Divisions have widened within ISIL ranks in recent months, with some supporters blaming al-Baghdadi for the demise of the “caliphate” in March and for being absent when it died.
Hasan Haniyeh, an Amman-based analyst, said al-Baghdadi’s death will not result in “any substantive change” for ISIL, arguing it might even bring some relief to the group because of the difficult task of protecting him.
“Al-Baghdadi, as a figurehead, had become a burden on the organisation since the group’s defeats in Iraq and Syria,” he told Al Jazeera. “I think ISIL will continue on but will revert to being an organisation, not a state or caliphate … The group’s multiple structures will survive him and will transform itself in the aftermath of his death.”
Nate Rosenblatt, a researcher and expert on armed groups, said with al-Baghdadi removed, “ISIL affiliates have a chance to switch allegiances or simply not re-pledge their allegiance to Baghdadi’s successor.”
This may give a boost to rival armed groups in Syria such as Hay’et Tahrir al-Sham and the Hurras al-Deen group, he told AFP. Both have been trying to root out ISIL locally.
Fight goes on
Meanwhile, world leaders warned that the fight against the armed group was not over yet.
Russia on Monday offered guarded praise of the US military operation, with Kremlin spokesman Dmitry Peskov declining to say if Washington had informed Moscow about it in advance: “If this information is confirmed, we can talk about a serious contribution by the president of the United States to the fight against international terrorism.”
French President Emmanuel Macron said al-Baghdadi’s death was a major blow against ISIL but “the fight continues to finally defeat this terrorist organisation”.
British Prime Minister Boris Johnson said: “We will work with our coalition partners to bring an end to the murderous, barbaric activities of Daesh [Arabic acronym for ISIL] once and for all.”
In Southeast Asia, an important focus for ISIL, officials said security forces were preparing for a long battle to thwart the group’s ideology.
The Philippines, Indonesia and Malaysia, home to some of Asia’s most organised armed groups, said they were braced for retaliation by ISIL loyalists, including “lone wolf” attacks.

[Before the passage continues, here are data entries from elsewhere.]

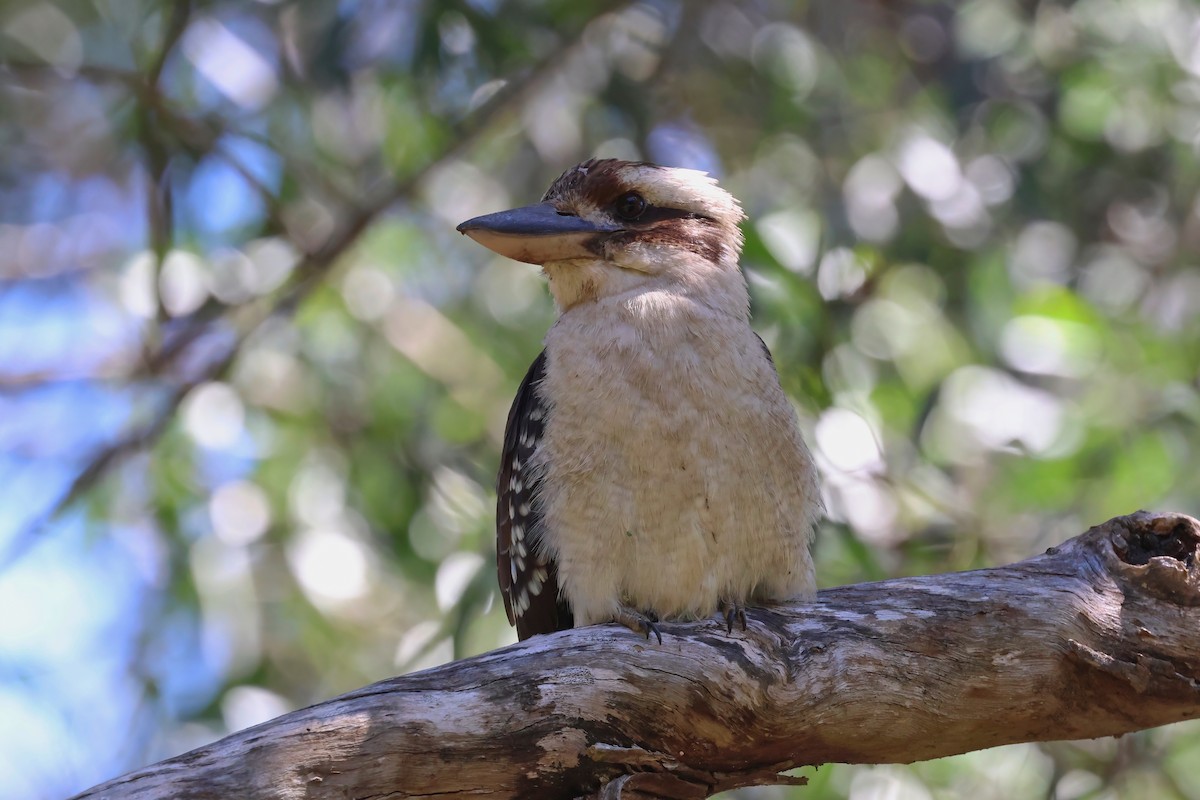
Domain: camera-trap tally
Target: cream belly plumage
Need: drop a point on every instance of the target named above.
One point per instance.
(679, 479)
(653, 467)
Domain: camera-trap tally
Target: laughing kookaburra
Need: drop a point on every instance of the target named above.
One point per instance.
(652, 464)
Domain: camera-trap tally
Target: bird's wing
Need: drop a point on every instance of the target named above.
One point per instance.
(528, 577)
(767, 350)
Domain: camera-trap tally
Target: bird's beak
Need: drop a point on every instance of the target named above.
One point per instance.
(537, 234)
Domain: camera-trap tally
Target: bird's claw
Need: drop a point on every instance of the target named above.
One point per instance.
(640, 621)
(732, 611)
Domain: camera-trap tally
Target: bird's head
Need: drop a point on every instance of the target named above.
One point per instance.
(609, 227)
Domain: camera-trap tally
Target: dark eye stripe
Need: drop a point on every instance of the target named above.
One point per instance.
(657, 214)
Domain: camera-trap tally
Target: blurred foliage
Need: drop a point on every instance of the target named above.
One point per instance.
(244, 350)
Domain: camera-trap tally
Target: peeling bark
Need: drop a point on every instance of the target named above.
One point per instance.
(1097, 637)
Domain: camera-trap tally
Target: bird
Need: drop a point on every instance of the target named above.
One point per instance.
(653, 468)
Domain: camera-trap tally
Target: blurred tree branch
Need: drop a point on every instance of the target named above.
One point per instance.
(1096, 637)
(306, 276)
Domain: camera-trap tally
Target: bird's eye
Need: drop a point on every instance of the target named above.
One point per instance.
(630, 206)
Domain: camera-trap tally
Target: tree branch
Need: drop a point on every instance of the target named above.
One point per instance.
(1097, 637)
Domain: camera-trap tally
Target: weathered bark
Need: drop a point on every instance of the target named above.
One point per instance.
(1099, 636)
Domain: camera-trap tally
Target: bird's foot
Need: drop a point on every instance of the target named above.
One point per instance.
(732, 611)
(639, 621)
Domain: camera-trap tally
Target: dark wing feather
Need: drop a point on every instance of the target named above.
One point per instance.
(767, 350)
(528, 579)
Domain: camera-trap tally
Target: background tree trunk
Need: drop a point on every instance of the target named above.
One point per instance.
(1097, 637)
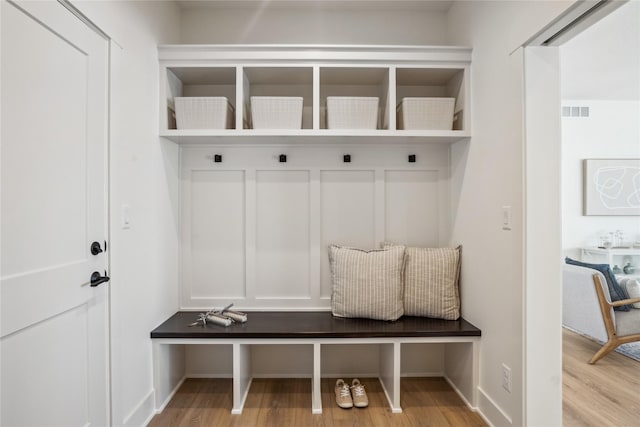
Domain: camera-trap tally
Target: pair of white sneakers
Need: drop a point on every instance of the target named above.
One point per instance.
(348, 397)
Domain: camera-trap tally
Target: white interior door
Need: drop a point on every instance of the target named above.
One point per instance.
(54, 340)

Though al-Baghdadi’s death will unsettle ISIL, it remains capable and dangerous, said Delfin Lorenzana, defence secretary of the Philippines, where the group’s influence has taken hold in its troubled Mindanao region.
“This is a blow to the organisation considering al-Baghdadi’s stature as a leader. But this is just a momentary setback considering the depth and reach of the organisation worldwide,” Lorenzana said. “Somebody will take his place.”